The harbor department's Burts described Schwab as "extremely knowledgeable" and "very professional." He said the union leader's experience in the harbor has given him a "running start" as a commissioner.
Burts said the port is well aware of community complaints about problems in Wilmington, and said the harbor department is preparing a report in conjunction with the city's redevelopment agency, the planning department and Councilwoman Flores' office that will address many of the grievances. He said his office has held off presenting the report until Schwab settles into his post on the board.

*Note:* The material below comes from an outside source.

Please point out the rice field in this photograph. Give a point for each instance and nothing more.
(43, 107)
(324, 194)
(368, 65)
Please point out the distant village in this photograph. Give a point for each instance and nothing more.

Burts said the widely held perception that many of Wilmington's problems lie at the port's doorstep has led to a review of the department's involvement in Wilmington.
Aid in Problems
"The fact that this perception exists is certainly something that has caused this port to look more closely at its development program and how it is involved in the various communities," Burts said. "The fact that (Schwab) is a local resident of Wilmington gives us another place to go for help. His appointment will go a long way toward rectifying this problem we have."
But Menveg, the commissioner from Wilmington appointed in 1953, said last week that Schwab's knowledge of the harbor--not his community loyalties--will make or break him as a commissioner.
"When I was on the commission, I looked out for the harbor as a whole," said Menveg, who now lives in Palos Verdes but still owns property in Wilmington. "The first day those commissioners go in there, they are voting on multimillion-dollar contracts. There wasn't all this rivalry then. The key is not who runs the harbor, but how they run it."